Mark Goldberg


www.mhgoldberg.com





Improving digital literacy, wisely

Later this morning we will see the launch of the TELUS WISE initiative today, a program available to Canadians free of charge to help advance “Wise Internet and Smartphone Education”.

TELUS WISE will offer seminars and online resources that will help keep all members of Canadian families safer online. It is not just an online resource; TELUS WISE ambassadors will come out to any local community group to conduct in-person seminars on Internet and smartphone safety – a workplace, community centre, school, parenting group or senior’s centre, for example. Individuals can also book a one-on-one session with trained staff at more than 200 TELUS stores. Educational materials will also be available on a secure portal, available to anyone who wants to educate themselves on the safe use of smartphones, tablets and computers.

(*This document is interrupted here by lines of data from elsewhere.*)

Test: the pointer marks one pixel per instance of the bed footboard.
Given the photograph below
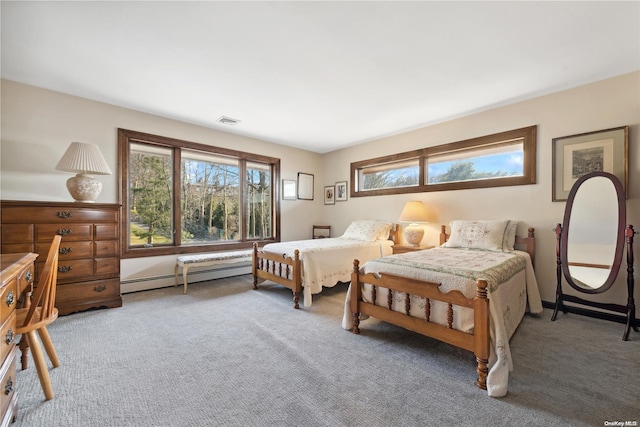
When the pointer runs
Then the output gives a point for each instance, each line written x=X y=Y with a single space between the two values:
x=280 y=269
x=477 y=342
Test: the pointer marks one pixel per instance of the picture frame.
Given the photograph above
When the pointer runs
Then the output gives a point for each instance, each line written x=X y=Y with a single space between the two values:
x=341 y=191
x=289 y=189
x=329 y=195
x=576 y=155
x=305 y=186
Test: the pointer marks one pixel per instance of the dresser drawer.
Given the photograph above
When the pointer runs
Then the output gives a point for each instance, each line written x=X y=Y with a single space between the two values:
x=107 y=266
x=68 y=250
x=7 y=336
x=69 y=232
x=8 y=299
x=59 y=214
x=17 y=233
x=104 y=248
x=8 y=381
x=87 y=292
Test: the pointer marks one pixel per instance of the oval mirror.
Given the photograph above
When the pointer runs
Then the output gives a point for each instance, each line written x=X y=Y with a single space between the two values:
x=592 y=240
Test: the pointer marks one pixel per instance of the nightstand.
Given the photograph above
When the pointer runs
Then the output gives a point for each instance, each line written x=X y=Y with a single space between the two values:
x=400 y=249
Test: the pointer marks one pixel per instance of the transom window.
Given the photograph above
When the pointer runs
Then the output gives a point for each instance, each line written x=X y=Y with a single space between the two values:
x=503 y=159
x=180 y=196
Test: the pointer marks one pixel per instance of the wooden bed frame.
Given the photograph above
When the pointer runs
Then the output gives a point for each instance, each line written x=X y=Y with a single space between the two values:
x=476 y=342
x=287 y=271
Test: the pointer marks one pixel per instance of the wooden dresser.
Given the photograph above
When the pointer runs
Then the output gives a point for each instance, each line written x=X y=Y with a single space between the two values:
x=18 y=272
x=89 y=263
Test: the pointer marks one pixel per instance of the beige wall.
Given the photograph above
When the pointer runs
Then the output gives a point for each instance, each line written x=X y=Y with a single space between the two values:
x=38 y=125
x=606 y=104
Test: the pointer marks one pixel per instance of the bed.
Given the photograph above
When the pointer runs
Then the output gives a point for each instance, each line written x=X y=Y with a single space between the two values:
x=478 y=285
x=306 y=266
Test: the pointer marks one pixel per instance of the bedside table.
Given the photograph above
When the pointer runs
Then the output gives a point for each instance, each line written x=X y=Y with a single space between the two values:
x=400 y=249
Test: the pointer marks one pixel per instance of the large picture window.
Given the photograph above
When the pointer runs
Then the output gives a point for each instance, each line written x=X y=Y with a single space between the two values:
x=181 y=197
x=506 y=158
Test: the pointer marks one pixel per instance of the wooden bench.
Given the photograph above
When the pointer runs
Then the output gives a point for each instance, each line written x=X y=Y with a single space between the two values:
x=210 y=259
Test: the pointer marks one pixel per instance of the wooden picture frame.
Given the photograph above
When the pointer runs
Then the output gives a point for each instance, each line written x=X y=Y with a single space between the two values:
x=305 y=186
x=329 y=195
x=289 y=189
x=576 y=155
x=341 y=191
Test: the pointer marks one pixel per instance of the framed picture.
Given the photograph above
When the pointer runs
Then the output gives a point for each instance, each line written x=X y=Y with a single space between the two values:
x=288 y=189
x=329 y=195
x=341 y=191
x=577 y=155
x=305 y=186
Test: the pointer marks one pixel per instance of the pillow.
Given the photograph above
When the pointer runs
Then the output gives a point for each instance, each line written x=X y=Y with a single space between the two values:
x=367 y=230
x=481 y=234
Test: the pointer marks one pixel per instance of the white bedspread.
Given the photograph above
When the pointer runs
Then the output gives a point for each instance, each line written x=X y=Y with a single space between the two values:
x=512 y=286
x=325 y=262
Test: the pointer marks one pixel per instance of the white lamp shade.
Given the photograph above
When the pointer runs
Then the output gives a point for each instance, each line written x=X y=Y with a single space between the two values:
x=85 y=159
x=414 y=212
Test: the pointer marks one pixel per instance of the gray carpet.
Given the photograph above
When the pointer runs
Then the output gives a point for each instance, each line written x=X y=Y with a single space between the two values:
x=227 y=355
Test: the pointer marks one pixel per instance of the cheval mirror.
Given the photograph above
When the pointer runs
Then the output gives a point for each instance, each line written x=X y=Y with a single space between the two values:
x=590 y=245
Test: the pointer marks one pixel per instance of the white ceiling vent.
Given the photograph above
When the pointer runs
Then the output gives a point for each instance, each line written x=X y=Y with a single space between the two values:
x=228 y=121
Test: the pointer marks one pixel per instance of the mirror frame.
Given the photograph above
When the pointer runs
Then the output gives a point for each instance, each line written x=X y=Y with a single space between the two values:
x=620 y=238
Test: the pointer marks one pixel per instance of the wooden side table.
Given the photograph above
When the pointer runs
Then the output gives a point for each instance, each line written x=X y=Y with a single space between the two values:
x=400 y=249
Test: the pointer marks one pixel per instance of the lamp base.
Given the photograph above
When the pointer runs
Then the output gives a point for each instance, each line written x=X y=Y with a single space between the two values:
x=84 y=188
x=413 y=234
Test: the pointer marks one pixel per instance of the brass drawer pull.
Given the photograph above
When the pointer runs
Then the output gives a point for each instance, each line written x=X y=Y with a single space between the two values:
x=8 y=387
x=11 y=299
x=8 y=339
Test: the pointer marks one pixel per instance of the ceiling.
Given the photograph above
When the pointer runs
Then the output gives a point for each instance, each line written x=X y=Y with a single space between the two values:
x=321 y=75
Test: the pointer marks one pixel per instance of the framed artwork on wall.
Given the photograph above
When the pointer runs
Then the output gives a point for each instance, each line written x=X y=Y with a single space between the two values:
x=288 y=189
x=329 y=195
x=305 y=186
x=341 y=191
x=577 y=155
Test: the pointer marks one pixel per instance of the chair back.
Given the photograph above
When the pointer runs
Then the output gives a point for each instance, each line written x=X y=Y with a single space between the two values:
x=44 y=296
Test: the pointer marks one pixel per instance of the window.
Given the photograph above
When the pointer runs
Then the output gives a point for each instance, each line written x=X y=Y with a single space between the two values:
x=181 y=197
x=503 y=159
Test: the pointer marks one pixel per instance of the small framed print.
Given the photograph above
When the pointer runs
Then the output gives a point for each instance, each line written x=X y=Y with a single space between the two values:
x=341 y=191
x=329 y=195
x=305 y=186
x=577 y=155
x=288 y=189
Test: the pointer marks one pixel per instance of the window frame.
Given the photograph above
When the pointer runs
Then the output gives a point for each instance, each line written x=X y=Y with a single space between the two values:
x=527 y=134
x=125 y=137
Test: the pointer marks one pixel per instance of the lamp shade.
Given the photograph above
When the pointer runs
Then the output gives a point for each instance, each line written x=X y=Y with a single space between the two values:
x=414 y=211
x=84 y=158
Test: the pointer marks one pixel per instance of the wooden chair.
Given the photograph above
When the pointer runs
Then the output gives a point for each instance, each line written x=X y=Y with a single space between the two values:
x=40 y=313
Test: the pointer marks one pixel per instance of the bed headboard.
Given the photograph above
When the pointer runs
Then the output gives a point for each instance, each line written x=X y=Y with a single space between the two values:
x=526 y=244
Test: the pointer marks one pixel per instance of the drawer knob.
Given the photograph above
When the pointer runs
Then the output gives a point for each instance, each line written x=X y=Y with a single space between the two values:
x=11 y=299
x=8 y=387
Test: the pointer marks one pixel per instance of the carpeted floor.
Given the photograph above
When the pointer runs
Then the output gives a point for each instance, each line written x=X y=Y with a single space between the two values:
x=227 y=355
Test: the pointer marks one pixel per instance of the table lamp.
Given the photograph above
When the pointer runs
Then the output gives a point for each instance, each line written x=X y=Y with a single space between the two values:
x=414 y=212
x=85 y=160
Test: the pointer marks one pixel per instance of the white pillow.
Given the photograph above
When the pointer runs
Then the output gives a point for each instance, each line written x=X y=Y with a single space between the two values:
x=482 y=234
x=367 y=230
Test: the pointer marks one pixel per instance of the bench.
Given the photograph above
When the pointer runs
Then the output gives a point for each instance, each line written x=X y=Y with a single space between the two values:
x=210 y=259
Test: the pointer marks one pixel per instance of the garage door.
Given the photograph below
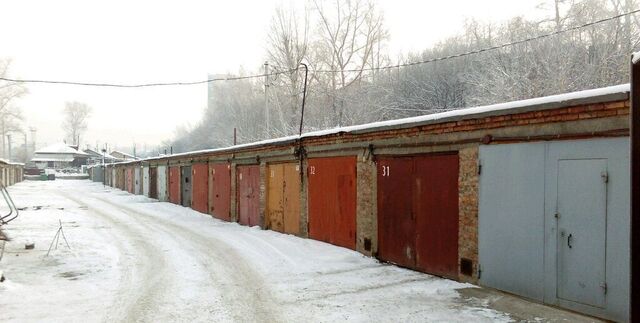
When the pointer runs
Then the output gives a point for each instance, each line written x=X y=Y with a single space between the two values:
x=220 y=191
x=418 y=212
x=332 y=200
x=248 y=188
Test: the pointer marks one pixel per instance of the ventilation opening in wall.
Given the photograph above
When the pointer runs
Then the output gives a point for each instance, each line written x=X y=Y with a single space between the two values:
x=466 y=266
x=367 y=244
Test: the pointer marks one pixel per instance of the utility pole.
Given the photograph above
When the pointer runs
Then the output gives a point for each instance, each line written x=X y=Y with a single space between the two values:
x=33 y=139
x=26 y=148
x=9 y=146
x=266 y=99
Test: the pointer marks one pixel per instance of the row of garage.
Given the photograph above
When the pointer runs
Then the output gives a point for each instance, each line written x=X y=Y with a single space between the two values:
x=11 y=173
x=530 y=197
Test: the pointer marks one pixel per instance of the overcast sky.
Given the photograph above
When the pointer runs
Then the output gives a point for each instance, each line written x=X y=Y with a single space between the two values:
x=125 y=41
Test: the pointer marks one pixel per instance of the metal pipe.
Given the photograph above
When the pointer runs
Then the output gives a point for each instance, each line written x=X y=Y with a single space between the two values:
x=304 y=95
x=634 y=126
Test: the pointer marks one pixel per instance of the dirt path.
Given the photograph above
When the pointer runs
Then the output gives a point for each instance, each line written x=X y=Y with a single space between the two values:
x=133 y=259
x=158 y=250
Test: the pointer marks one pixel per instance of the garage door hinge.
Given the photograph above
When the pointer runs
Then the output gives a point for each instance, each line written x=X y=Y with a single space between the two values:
x=605 y=176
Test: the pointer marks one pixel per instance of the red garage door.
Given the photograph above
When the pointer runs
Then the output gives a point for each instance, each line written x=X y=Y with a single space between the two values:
x=248 y=189
x=418 y=212
x=174 y=184
x=200 y=187
x=220 y=191
x=332 y=200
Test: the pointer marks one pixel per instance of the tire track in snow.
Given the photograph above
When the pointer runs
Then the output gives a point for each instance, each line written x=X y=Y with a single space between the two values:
x=249 y=295
x=136 y=297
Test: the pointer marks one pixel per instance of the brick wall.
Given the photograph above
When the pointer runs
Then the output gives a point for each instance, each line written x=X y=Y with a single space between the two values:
x=366 y=203
x=468 y=209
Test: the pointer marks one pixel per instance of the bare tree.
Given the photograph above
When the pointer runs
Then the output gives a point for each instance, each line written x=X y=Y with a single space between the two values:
x=76 y=118
x=350 y=32
x=10 y=114
x=287 y=47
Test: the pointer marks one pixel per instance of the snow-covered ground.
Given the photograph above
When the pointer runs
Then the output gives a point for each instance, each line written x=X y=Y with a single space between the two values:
x=135 y=259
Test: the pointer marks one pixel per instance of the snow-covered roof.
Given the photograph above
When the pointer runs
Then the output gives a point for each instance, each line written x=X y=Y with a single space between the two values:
x=53 y=158
x=60 y=148
x=123 y=154
x=100 y=154
x=7 y=162
x=541 y=103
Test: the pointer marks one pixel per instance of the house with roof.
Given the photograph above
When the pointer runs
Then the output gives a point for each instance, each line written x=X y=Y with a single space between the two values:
x=58 y=156
x=123 y=156
x=96 y=157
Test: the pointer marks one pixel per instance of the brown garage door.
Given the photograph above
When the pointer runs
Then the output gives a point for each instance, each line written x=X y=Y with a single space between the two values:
x=248 y=189
x=153 y=182
x=174 y=184
x=332 y=200
x=129 y=177
x=200 y=187
x=283 y=198
x=418 y=212
x=220 y=191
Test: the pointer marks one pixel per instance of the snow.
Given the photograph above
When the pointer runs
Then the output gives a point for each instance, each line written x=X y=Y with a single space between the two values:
x=132 y=258
x=635 y=57
x=136 y=259
x=59 y=148
x=468 y=112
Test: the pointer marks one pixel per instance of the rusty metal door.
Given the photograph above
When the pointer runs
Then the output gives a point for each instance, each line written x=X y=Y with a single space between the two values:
x=174 y=184
x=129 y=178
x=137 y=180
x=275 y=198
x=185 y=186
x=220 y=192
x=396 y=219
x=248 y=187
x=200 y=187
x=418 y=212
x=291 y=198
x=332 y=200
x=145 y=181
x=163 y=190
x=153 y=182
x=436 y=209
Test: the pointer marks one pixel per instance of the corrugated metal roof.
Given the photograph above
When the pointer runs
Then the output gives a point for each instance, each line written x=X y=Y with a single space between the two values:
x=60 y=148
x=52 y=158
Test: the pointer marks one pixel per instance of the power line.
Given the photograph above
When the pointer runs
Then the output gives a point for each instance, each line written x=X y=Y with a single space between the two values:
x=276 y=73
x=486 y=49
x=234 y=78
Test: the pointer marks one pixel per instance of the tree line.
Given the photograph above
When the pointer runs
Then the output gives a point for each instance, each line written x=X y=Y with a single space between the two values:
x=344 y=42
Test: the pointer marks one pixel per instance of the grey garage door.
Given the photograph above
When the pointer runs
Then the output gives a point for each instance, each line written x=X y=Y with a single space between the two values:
x=553 y=223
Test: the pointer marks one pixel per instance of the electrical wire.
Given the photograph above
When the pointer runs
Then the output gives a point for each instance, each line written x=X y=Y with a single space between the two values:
x=276 y=73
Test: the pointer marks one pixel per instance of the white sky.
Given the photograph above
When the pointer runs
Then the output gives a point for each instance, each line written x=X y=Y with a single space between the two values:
x=124 y=41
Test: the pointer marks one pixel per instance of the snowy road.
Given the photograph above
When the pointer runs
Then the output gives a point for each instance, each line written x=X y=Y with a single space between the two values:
x=135 y=259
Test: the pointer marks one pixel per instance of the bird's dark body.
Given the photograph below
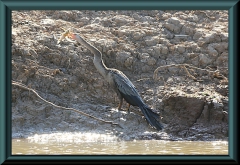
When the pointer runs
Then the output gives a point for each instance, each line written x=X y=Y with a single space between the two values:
x=121 y=85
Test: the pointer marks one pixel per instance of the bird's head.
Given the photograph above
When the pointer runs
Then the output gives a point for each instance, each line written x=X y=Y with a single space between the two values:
x=73 y=36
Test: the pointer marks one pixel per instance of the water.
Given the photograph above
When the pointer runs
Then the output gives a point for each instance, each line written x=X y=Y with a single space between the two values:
x=82 y=144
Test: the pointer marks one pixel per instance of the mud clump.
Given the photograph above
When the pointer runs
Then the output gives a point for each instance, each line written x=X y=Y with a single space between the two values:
x=192 y=99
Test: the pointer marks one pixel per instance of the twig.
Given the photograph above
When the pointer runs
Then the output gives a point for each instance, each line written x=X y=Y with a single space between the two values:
x=85 y=114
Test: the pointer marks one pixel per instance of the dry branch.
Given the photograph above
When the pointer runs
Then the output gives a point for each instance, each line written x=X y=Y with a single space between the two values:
x=57 y=106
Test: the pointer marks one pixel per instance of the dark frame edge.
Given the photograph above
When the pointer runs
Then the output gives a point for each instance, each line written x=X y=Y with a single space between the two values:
x=3 y=83
x=233 y=59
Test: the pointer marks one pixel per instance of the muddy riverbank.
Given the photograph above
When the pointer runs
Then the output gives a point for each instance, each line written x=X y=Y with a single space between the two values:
x=189 y=91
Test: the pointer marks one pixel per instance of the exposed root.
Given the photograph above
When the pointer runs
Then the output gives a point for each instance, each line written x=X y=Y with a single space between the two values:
x=57 y=106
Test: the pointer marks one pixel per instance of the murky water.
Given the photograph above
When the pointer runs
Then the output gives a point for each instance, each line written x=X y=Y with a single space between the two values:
x=59 y=144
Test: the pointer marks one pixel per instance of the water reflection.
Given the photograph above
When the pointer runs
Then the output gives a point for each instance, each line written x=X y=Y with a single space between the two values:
x=77 y=145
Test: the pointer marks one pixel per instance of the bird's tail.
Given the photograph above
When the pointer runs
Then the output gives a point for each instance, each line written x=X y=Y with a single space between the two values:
x=151 y=117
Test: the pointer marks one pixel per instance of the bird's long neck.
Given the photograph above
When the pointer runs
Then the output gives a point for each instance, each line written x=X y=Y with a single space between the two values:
x=98 y=62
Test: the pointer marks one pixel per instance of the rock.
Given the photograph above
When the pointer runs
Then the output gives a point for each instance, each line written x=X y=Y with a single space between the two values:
x=181 y=49
x=121 y=58
x=197 y=35
x=212 y=52
x=204 y=60
x=151 y=41
x=151 y=61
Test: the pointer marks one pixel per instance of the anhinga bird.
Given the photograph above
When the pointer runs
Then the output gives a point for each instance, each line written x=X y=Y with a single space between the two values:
x=120 y=84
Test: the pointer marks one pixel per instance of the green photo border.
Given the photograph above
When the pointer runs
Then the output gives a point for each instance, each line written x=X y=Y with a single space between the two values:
x=6 y=6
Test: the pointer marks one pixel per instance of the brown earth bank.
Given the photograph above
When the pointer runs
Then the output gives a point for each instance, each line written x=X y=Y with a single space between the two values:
x=189 y=88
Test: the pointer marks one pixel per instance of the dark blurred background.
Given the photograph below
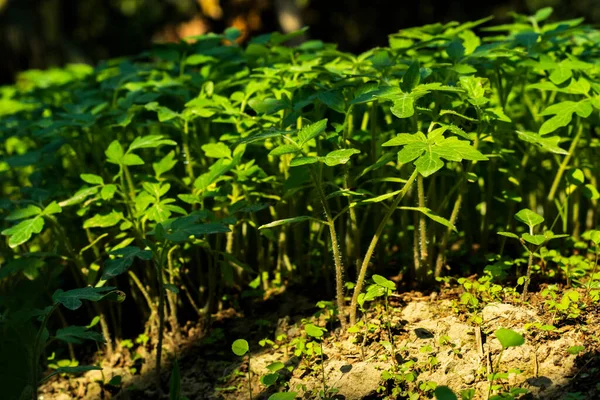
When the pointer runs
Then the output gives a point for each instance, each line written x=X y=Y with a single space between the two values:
x=46 y=33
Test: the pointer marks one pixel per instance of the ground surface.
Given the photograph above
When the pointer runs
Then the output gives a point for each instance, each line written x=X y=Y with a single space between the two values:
x=432 y=342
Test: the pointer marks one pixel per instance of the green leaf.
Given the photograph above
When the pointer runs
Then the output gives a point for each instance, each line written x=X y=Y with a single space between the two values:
x=311 y=131
x=77 y=334
x=276 y=366
x=165 y=164
x=455 y=50
x=509 y=234
x=537 y=240
x=123 y=261
x=314 y=331
x=92 y=179
x=197 y=59
x=72 y=370
x=334 y=100
x=386 y=283
x=23 y=231
x=430 y=150
x=269 y=379
x=574 y=350
x=430 y=214
x=406 y=138
x=103 y=221
x=404 y=106
x=216 y=150
x=240 y=347
x=411 y=77
x=71 y=299
x=529 y=218
x=25 y=212
x=545 y=143
x=338 y=157
x=52 y=208
x=575 y=177
x=542 y=14
x=164 y=114
x=563 y=114
x=591 y=192
x=509 y=338
x=595 y=236
x=79 y=196
x=183 y=232
x=108 y=192
x=288 y=148
x=268 y=105
x=150 y=142
x=285 y=221
x=114 y=153
x=302 y=160
x=444 y=393
x=283 y=396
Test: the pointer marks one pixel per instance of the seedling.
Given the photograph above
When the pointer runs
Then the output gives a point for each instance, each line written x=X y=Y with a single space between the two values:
x=240 y=348
x=531 y=242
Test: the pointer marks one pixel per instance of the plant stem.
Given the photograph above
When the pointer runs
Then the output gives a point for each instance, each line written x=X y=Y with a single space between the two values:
x=564 y=164
x=161 y=316
x=337 y=257
x=528 y=277
x=35 y=369
x=423 y=264
x=365 y=263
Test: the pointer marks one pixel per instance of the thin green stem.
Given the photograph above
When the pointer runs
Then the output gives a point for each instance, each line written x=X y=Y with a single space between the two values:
x=367 y=259
x=337 y=256
x=565 y=163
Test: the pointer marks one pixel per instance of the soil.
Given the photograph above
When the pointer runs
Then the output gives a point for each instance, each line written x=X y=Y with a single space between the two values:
x=432 y=343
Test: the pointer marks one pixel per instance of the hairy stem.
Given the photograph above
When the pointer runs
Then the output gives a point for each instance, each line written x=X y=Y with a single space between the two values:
x=367 y=259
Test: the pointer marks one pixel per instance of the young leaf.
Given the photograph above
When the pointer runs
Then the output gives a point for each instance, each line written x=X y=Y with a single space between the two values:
x=71 y=299
x=114 y=153
x=537 y=240
x=165 y=164
x=72 y=370
x=240 y=347
x=563 y=114
x=509 y=338
x=529 y=218
x=411 y=78
x=386 y=283
x=314 y=331
x=311 y=131
x=431 y=215
x=444 y=393
x=23 y=231
x=216 y=150
x=288 y=148
x=103 y=221
x=77 y=334
x=285 y=222
x=92 y=179
x=124 y=259
x=269 y=379
x=338 y=157
x=25 y=212
x=283 y=396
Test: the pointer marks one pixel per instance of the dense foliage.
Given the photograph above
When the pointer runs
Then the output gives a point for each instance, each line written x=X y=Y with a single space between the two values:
x=196 y=175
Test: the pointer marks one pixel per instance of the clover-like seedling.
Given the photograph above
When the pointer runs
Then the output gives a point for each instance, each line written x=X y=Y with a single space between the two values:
x=317 y=333
x=507 y=338
x=240 y=348
x=530 y=241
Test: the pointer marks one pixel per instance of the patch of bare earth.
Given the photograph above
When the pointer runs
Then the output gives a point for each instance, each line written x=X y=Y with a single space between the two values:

It is a two tiered program, both of which are free, with TELUS WISE, targeting education for adults and TELUS WISE Footprint, aimed at kids aged 8-18. The TELUS WISE Footprint program is a secure online portal, offering interactive challenges for kids to learn how to stay safe online. There are comic-strip scenarios, identifying common mistakes children often make online with key topics like cyberbullying and predators. School-age children can earn money for their school’s cyberbullying and digital citizenship programs by completing interactive challenges.

Over the past 11 years, Cybertip.ca has received over 94,000 reports from the public, which have led to over 125 known arrests, and more than 62 children removed from abusive environments. The Canadian Institutes of Health Research has some interesting and disturbing statistics on cyberbullying in Canada. Any participation in bullying increases risk of suicidal ideas in youth.

Jane Tallim, co-executive director of MediaSmarts.ca said “Our belief is that children and youth need critical thinking skills to engage with media as active and informed digital citizens.”

I applaud the private sector leadership in developing and promoting this national digital literacy and cyber-safety program. It is the first of its kind in Canada. The TELUS WISE program promises to not only assists parents in the education of their children of any age, but it also wants to help start a dialogue with aging parents about identity theft and how to stay protected against scam artists and other exploiters.

It is great to see TELUS working to improve Canada’s digital literacy, so wisely.